Whether and how to punish those responsible for war crimes is an enduring dilemma. War crimes trial skeptics argue that such trials endanger prospects for peace by encouraging enemies to continue fighting, that they achieve only “victors’ justice,” and that they are unnecessary due to the existence of more effective and less costly alternatives. Mark S. Martins and Jacob Bronsther argue, in accordance with a “moderate retributivism,” that when carried out consistently with established law and procedure, and when not dramatically outweighed by concerns that trials will exacerbate ongoing or future conflicts, prosecutions are a legitimate and sometimes necessary response to violations of the laws of war and international criminal law.
A basic dilemma for political transitions and peace talks is whether to hold perpetrators of mass atrocities accountable or to negotiate a deal. Political realities have impinged on efforts to hold trials, provoking a backlash by powerful individuals determined to spoil the peace rather than sacrifice their personal freedom. But when international criminal tribunals fail to prosecute powerful spoilers, they have been condemned for their hypocrisy or charged with being selective in their pursuit of justice. Leslie Vinjamuri, addressing the accountability dilemma, suggests accepting transitional justice compromises when they have a reasonable prospect of delivering peace and possess a strong base of support among those most affected by political violence.
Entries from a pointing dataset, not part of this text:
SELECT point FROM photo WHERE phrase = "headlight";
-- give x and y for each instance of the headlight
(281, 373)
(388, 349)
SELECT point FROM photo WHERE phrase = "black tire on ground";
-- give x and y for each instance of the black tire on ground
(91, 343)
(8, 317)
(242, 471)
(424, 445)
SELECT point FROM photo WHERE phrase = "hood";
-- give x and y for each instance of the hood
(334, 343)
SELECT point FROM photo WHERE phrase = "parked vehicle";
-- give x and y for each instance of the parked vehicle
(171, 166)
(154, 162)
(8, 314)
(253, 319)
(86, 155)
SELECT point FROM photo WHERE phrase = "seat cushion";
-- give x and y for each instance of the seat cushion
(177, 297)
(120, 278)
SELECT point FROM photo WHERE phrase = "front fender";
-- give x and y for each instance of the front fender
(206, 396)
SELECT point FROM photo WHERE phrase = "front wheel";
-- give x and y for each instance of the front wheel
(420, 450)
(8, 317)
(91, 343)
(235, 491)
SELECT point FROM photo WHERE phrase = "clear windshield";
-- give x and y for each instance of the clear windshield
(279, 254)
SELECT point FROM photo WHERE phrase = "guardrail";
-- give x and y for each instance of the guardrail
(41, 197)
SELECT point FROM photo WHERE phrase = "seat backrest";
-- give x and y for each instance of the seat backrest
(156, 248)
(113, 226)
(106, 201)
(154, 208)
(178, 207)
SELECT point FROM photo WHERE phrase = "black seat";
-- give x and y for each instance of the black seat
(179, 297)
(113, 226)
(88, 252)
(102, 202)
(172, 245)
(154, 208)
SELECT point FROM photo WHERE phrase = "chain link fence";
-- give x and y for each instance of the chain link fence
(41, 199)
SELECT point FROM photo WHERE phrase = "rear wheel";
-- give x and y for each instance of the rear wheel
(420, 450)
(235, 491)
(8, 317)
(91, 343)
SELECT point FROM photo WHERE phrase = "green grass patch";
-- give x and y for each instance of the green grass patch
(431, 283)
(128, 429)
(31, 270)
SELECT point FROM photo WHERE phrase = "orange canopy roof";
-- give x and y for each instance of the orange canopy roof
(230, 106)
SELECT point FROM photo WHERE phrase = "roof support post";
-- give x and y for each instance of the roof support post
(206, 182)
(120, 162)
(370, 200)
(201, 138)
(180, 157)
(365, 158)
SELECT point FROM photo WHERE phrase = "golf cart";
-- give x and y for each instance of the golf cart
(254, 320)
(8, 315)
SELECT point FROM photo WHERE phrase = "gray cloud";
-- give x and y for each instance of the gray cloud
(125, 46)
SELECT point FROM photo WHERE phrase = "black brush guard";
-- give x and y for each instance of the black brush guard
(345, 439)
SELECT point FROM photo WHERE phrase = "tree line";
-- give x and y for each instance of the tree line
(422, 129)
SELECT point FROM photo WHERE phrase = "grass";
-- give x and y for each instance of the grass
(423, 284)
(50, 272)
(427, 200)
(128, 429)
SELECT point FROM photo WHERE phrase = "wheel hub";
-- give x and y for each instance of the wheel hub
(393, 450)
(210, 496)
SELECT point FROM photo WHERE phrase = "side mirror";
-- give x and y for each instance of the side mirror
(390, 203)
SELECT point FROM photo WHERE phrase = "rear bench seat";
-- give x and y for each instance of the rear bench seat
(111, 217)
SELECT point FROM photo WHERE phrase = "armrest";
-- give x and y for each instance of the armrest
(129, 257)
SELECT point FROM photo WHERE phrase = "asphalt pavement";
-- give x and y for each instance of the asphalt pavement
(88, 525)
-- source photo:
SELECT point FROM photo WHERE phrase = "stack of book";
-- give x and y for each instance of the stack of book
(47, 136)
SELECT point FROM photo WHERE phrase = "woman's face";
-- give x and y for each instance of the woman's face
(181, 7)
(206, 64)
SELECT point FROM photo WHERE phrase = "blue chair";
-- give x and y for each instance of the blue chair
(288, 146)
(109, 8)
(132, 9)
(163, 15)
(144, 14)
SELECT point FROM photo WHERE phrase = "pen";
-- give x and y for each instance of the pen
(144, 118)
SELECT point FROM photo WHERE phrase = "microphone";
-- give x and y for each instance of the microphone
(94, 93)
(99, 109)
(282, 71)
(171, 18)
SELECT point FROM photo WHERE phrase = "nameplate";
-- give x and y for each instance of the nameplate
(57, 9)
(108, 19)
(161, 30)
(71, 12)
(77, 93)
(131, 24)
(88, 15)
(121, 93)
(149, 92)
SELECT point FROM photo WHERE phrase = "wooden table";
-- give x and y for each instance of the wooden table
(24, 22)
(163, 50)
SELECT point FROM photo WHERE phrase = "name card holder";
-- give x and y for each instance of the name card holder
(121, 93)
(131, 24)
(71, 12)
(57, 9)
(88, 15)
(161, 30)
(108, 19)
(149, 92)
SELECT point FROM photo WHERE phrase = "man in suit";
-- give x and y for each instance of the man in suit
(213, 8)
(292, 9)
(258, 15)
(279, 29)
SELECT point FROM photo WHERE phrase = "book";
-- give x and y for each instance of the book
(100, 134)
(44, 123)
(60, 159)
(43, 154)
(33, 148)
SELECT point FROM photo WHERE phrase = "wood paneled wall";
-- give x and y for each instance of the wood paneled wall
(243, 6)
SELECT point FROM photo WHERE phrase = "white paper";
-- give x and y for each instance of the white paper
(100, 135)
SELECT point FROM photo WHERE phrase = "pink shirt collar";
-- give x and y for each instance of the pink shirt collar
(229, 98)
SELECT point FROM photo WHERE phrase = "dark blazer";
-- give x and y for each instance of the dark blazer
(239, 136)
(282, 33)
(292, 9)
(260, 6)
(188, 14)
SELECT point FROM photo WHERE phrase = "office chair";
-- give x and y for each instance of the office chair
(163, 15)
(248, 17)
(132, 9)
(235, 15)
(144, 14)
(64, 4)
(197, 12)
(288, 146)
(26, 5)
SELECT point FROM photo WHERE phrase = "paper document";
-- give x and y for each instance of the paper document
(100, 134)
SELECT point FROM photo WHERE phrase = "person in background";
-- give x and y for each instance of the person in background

Just war theorist Michael Walzer has long advocated for noncombatant immunity, proportionality, and combatant equality. But in recent years, the revisionist school of just war theory, led by Jeff McMahan, among others, has radically undermined the defense of these principles. Seth Lazar illustrates the disturbing vision of the morality of war that results from revisionist premises, showing how broadly Walzerian conclusions can be defended using more reliable foundations.
Victory in war goes beyond the last shot fired; a more healthy society must emerge. Antonia Chayes and Janne E. Nolan argue for the practical necessity of reconstruction after war. But in order to learn how to achieve such a consolidation of military victory, a shift in mindset is required from both civil and military policy-makers and planners. And a change in practice is needed at the very beginning of planning for war, requiring an unprecedented degree of domestic and international cooperation.
The Epidemiologic Challenge to the Conduct of Just War: Confronting Indirect Civilian Casualties of War
Most civilian casualties in war are not the result of bombs and bullets; they are due to the destruction of the essentials of daily living, including food, water, shelter, and health care. But these “indirect” effects are often invisible, and are largely neglected by just war principles and global humanitarian response. Paul H. Wise suggests that recent technical advances make such neglect increasingly unacceptable: our improved ability to measure indirect effects and the unprecedented progress of our ability to prevent or mitigate the indirect casualties of war.